Question

If $S\equiv x^2+y^2+2gx+2fy+c=0$ is a given circle, then the locus of the foot of the perpendicular drawn from origin upon any chord of $S$ which subtends a right angle at the origin, is

• A. $2(x^2+y^2)+2gx+2fy+c=0$
• B. $2(x^2+y^2)+2gx+2fy-c=0$
• C. $(x^2+y^2)+gx+fy+c=0$
• D. None of these

Answer 1

The correct option is A $2(x^2+y^2)+2gx+2fy+c=0$

Let $P$ be the foot of $\perp$ from origin $O$ on any chord of the circle $S$ whose coordinates are $(\alpha ,\beta ).$

Then, the slope of $OP$ is $\frac{\beta }{\alpha }$ and thus the slope of chord is $-\frac{\alpha }{\beta }$ and its equation passing through $(\alpha ,\beta )$ is $y-\beta =-\frac{\alpha }{\beta }(x-\alpha )\Rightarrow \beta y-{\beta }^2=-\alpha x+{\alpha }^2$

$\Rightarrow \alpha x+\beta y={\alpha }^2+{\beta }^2$ ...(1)
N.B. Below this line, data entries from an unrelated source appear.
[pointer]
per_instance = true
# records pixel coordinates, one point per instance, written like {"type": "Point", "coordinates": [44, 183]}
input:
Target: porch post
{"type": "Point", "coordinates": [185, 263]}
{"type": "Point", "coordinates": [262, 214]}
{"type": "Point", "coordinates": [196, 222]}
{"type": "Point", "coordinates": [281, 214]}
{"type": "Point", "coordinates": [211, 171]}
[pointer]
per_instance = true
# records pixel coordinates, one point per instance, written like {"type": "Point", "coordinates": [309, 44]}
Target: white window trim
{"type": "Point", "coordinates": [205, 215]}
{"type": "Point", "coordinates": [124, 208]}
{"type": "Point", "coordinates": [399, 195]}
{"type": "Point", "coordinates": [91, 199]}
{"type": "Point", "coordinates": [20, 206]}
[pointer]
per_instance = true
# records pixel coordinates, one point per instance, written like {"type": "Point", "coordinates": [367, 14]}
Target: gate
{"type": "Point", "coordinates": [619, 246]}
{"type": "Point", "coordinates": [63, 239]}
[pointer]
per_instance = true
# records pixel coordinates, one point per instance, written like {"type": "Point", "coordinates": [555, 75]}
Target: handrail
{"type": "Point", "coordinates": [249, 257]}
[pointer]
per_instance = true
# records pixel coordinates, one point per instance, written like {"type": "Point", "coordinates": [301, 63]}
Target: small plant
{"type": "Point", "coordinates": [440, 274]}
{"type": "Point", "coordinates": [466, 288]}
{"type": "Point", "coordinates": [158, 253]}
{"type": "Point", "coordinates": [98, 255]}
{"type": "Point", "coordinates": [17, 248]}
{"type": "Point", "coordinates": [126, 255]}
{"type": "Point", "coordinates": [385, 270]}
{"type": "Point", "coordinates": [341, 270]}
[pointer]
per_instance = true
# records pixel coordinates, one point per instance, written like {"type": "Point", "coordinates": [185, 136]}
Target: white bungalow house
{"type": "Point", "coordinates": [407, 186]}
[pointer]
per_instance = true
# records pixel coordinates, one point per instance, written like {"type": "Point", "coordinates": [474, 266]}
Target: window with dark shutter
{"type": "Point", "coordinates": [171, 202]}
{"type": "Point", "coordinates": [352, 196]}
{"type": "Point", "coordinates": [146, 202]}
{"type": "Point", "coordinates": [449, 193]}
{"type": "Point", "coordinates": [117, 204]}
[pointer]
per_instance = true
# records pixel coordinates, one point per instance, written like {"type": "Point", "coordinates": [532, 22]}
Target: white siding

Now, homogenizing the equation of the given circle

$x^2+y^2+2gx+2fy+c=0$

with the help of (1), we get

$x^2+y^2(2gx+2fy)\left(\frac{\alpha x+\beta y}{{\alpha }^2+{\beta }^2}\right)+c{\left(\frac{\alpha x+\beta y}{{\alpha }^2+{\beta }^2}\right)}^2=0.$ ...(2)

Now, equation (2) represents a pair of straight lines pass-ing through origin.
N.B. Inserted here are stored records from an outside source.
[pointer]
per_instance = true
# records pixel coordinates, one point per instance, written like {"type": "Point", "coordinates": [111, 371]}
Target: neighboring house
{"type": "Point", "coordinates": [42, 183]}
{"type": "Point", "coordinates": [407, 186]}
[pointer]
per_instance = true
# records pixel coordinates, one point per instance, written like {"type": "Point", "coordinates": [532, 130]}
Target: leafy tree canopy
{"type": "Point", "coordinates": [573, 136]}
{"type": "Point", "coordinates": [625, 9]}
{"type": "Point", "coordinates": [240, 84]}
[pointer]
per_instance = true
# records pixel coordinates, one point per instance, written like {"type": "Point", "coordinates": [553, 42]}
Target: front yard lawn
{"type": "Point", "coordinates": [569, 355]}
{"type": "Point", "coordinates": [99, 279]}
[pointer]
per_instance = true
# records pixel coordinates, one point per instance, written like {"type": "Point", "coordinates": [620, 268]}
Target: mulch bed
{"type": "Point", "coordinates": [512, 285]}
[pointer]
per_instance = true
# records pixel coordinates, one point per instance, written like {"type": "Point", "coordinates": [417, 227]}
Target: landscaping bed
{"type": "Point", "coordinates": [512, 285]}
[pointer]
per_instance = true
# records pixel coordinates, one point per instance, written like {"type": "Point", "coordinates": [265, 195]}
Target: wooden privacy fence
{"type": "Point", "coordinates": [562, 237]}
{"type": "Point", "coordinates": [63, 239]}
These lines will be at right angle if sum of the coefficients of $x^2$ and $y^2$ is zero.

i.e., ${({\alpha }^2+{\beta }^2)}^2+{({\alpha }^2+{\beta }^2)}^2+2g\alpha ({\alpha }^2+{\beta }^2)+2\beta f({\alpha }^2+{\beta }^2)+c({\alpha }^2+{\beta }^2)$

$\Rightarrow 2({\alpha }^2+{\beta }^2)+2g\alpha +3f\beta +c=0$ ...(3)

From equation (3), the locus of $P(\alpha ,\beta )$ is

$2(x^2+y^2)+2gx+2fy+c=0$

which is the required locus.